# Thread Sizes for Dayacom Jr Series Fountain Pen and Rollerball Pen Sections?



## TonyL (Jun 28, 2019)

Has anyone found a source for this? I noticed that Ed of Exotics posts some, but not all. 
When I talk about the Dayacom Jr series, I am referring to the 12.5mm and 10.50mm tubes.

Thank you!


----------



## magpens (Jun 28, 2019)

I think there were some changes in the thread size about 2-3 yrs ago and it could be that not all kits were changed in the same way.

If you are making a kit pen, you get everything you need, so why is it necessary to know the thread size ? . Maybe just curiosity ?  I can relate ..  !!


----------



## TonyL (Jun 28, 2019)

Thank you. I made several kitless and I may not always want to make the section.


----------



## magpens (Jun 28, 2019)

Gotcha ! .... if you have a specific kit in mind, let me know.  If I have that kit, I can send the thread measurements to you.


----------



## TonyL (Jun 28, 2019)

Thank you. Any of the following:
Jr Aaron, George, Antony, Harold, Citizen. Than you very much. Do not go nuts.


----------



## Curly (Jun 28, 2019)

Tony you are aware that the El Grande/Churchill/Cambridge series pens all use a M10 x 1 standard tap thread so you wouldn't have to hunt down a special thread I believe you need on the Jr. Series?
Beaufort Ink sell Bock sections that takes their nibs and feeds for both the #5 and #6 size nibs. They use a M8.5 x1 tap (special tap needed). http://www.beaufortink.co.uk/bocksections.html

Disclaimer. Marla makes blanks for Beaufort.


----------



## TonyL (Jun 28, 2019)

Thank you. I am not aware of that. I just tried the Jr Gent section on my 9mm and the 9mm was too big; I wonder if it is an 8mm. I may have that one.


----------



## mredburn (Jun 28, 2019)

when measuring the threads on several of the Jr gent front sections they may measure closer to 8.3 witha 1 inch pitch. This is because they are poorly made and not fully formed threads They are shallow and you need the 8.5 to get the right thread depth at the bottom. Most of these front sections threads do not have the highest tolerances when they are made.


----------



## TonyL (Jun 28, 2019)

mredburn said:


> when measuring the threads on several of the Jr gent front sections they may measure closure  8.3 witha 1 inch pitch.
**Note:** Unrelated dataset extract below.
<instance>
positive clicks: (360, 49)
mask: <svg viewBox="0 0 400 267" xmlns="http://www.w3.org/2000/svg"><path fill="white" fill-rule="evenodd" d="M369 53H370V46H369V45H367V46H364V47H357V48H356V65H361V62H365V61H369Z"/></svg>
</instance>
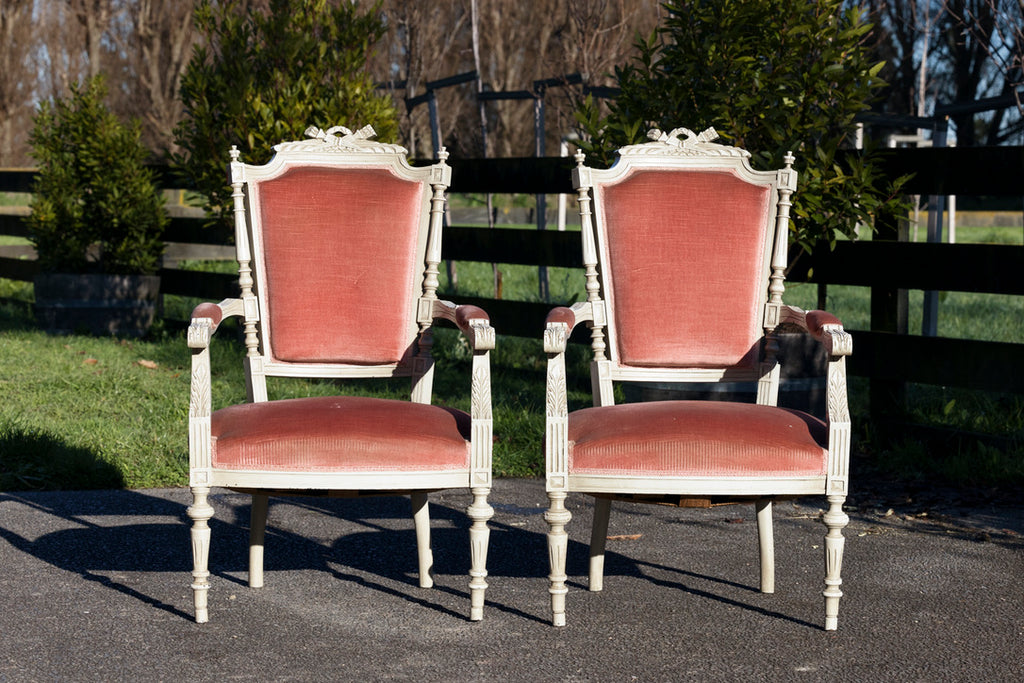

This is because they are poorly made and not fully formed threads They are shallow and you need the 8.5 to get the right thread depth at the bottom. Most of these front sections threads do not have the highest tolerances when they are made.


Thank you.


----------



## TonyL (Jun 28, 2019)

mredburn said:


> when measuring the threads on several of the Jr gent front sections they may measure closer to 8.3 witha 1 inch pitch. This is because they are poorly made and not fully formed threads They are shallow and you need the 8.5 to get the right thread depth at the bottom. Most of these front sections threads do not have the highest tolerances when they are made.


Ordered. Thank you. I just wanted the tap.


----------



## magpens (Jun 29, 2019)

TonyL said:


> Thank you. Any of the following:
> Jr Aaron, George, Antony, Harold, Citizen. Than you very much. Do not go nuts.


@TonyL
Sorry, Tony .... my computer hard drive has failed.  I am writing from a rinky-dink tablet so can't fully respond just now.
But please tell which tap you ordered ..... M8.5 x what pitch ? .... and from who .... I want to order one also.


----------



## TonyL (Jun 29, 2019)

Mike Redburn of silverpenparts


----------